光覇明宗の僧侶という立場と蒼月君のお父さんという立場に挟まれて苦しんでいたんだろう。まだ、彼氏や子供も出来たことのない私には分からないが、相当な圧力と小言を受け続けていたわね。
「本当に言いつけてやりましょうか」
「安心しなさい。私は大丈夫だ」
シャランと居間の端に追いやられていた錫杖を手に取り、とらに叫ぶ蒼月紫暮の真剣な表情に戸惑う蒼月君の肩を掴み、ゆっくりと首を横に振る。
この一戦は見極めるために必要な事だけど。
まだ中学生の蒼月君を前にして父親と友達の死ぬかも知れない戦いを見せるなんて本当に嫌になる。……それでも蒼月君は見守る必要がある。
「お妙さん何が起こってるんだよ!?」
「私が最初に言ったことは覚えている?」
「……オレととらを見に来た?」
「そう。糸色当主として私は蒼月君ととらの事は全面的に信頼している。───だけど、蒼月君のお父さんの所属する場所はまだ二人を信頼していない。だから、二人を見極めるために蒼月紫暮は戦っている」
あくまで蒼月紫暮は、だけれど。
しかし、この境内の戦いを監視している光覇明宗の連中は利己的且つ義心的に自分達の行っている行為こそ最善だと信じ、最悪の事態を引き起こす可能性すらも彼らは何も考えていない。
そう思っていた、その時だった。
「───なぐッ!?」
「お妙さん!?」
いきなり蒼月君を狙って飛んできた独鈷を払い損ね、手のひらに独鈷の剣が突き刺さり、ポツリポツリと雨の降り始めた蒼月紫暮ととらが戦っている場所からも更に離れた木々の間に立つ男に視線を向ける。
若い、私と同じぐらいの年齢の男だ。
「貴方、子供を狙うなんてどういうつもり?」
「お前なら助けるだろ。

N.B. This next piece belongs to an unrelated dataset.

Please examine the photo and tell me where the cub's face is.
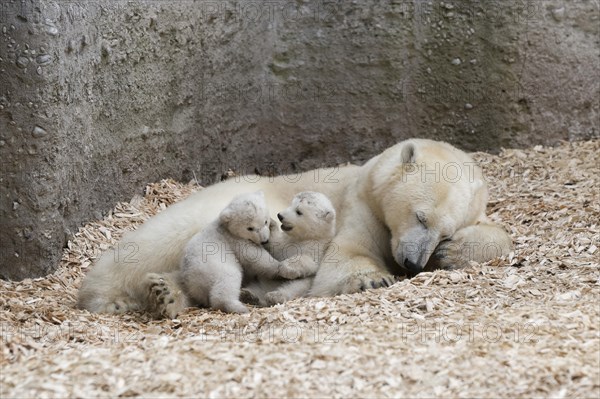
[220,191,270,245]
[277,191,335,240]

全くオレにばっかり嫌な役目を押し付けやがって、帰ったらオジキに文句と愚痴と小言を言いまくってやる」
笠を外した私を睨む男の顔に見覚えはない。
おそらく極蝶が言っていた時代の一つに現れる「特異点」と呼ばれる人だろうなんだろうけど。子供を狙うような最低な男と親しくするつもりはない。
バシャリと靴下が泥と水で汚れるのもお構いなしに男に近づき、血を流す右拳を握り締める。大きく後ろに右腕を振りかぶる。
「おお、怒ってんのか?オレは仕方なく攻撃しただけだから悪くないぜ。第一、お前が庇ったんだから蒼月潮には当たってないんだがッ!!?」
「うるさい。私、お喋りなヤツは嫌いなのよ」
私は力任せに顔面をぶん殴った。
あっ、失敗した。二重の極みで殴り損ねたわね。